I think equities and fixed income because current rates are still high are the two instruments very strongly favoured by investors and the bonds will stay in favour until interest rates start coming down which will be maybe over the next 3-4-5 months and equities should stay in favour for the whole year. So I think it should be a good year for equities.
Q: Since you are talking about what investors should do let us talk about the non-convertible debentures (NCD) that Edelweiss has issued. I understand that the issue is opened from 16th to 27th of January. What kind of returns would this NCD offer?
A: The issue as you said as opened today is a Rs 250 crore issue with a greenshoe of another Rs 250 crore, so about Rs 500 crore altogether for the issue. We are offering returns from 11.6-11.85 percent per annum on a monthly basis. So the annualised yield is much higher and can be as high as 12.5 percent onwards for investors.

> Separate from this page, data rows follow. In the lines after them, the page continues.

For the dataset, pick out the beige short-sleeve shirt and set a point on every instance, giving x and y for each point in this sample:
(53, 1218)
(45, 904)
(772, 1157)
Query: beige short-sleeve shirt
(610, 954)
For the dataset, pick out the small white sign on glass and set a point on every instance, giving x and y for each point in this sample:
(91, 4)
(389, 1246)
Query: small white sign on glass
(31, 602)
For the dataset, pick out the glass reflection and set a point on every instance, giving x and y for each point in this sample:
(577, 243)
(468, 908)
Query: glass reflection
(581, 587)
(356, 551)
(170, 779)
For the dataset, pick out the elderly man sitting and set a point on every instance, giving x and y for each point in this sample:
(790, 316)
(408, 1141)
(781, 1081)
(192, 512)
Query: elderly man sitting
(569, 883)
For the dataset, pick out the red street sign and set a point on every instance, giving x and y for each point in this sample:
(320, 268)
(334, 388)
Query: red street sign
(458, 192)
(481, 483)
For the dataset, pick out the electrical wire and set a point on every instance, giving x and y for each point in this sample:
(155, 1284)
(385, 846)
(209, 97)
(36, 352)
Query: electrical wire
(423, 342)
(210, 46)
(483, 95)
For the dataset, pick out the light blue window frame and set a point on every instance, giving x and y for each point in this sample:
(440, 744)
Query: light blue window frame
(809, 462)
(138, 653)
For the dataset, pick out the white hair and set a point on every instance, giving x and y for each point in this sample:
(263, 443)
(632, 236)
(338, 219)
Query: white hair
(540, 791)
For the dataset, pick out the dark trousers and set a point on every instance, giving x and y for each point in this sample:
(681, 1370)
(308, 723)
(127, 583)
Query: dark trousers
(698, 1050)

So it is a good coupon. The issue is rated AA by CARE. A lot of investors are looking at good returns from bonds and fixed income instruments. They are increasingly switching out of bank deposits, because the bank deposit rates have not gone up in the last 5-6 months, while interest rates have gone up a little bit. So, on that count we are seeing a lot of retail investment.
For us in Edelweiss this is our first NCD issue in the retail space and up till now we have been growing by borrowing from the mutual funds and the banks and we are now expanding the third source of funding for our credit book which is through the retail bond issue.
Q: Do you expect the interest to be high in some of these NCDs as we move forward from the retail and not as much as equities, because retail has been completely absent from equities, because fixed income for them has made more money over the last 4-5 years. Do you think that trend will continue this year as well?
A: At least for the first 3-4 months I would expect it to continue until interest rates start coming down, because currently the hypothesis is that interest rates are still fairly high, but hopefully inflation is coming under control, so at some point of time, maybe in the second half of the year interest rates have to start falling. Until then a lot of investors - if you are getting on a pre-tax basis between 12-13 percent return it is not bad, because current expectation of equity market returns are about 14-15 percent. So there is not a large equity premium in the eyes of the investor, when I am getting 12-13 percent on bonds and I am getting 14-15 percent in equities what I expect will happen over the year, maybe in the second half of the year as the interest rates come down is bond yields will fall to maybe 10-11 percent if RBI rate cuts and all that and if there is a corporate earnings growth rate then expectation equity returns will go to 16-17 percent.
It is at that point of time that the gap between expected equity returns and the expected bond returns will widen, because currently the gap is very small, it is only 150 bps or so which is not good enough, because in the past we have seen that the gap has to be at least 300-400 bps for equities to also start looking attractive as compared to bonds. So I would expect that should happen after the elections hopefully.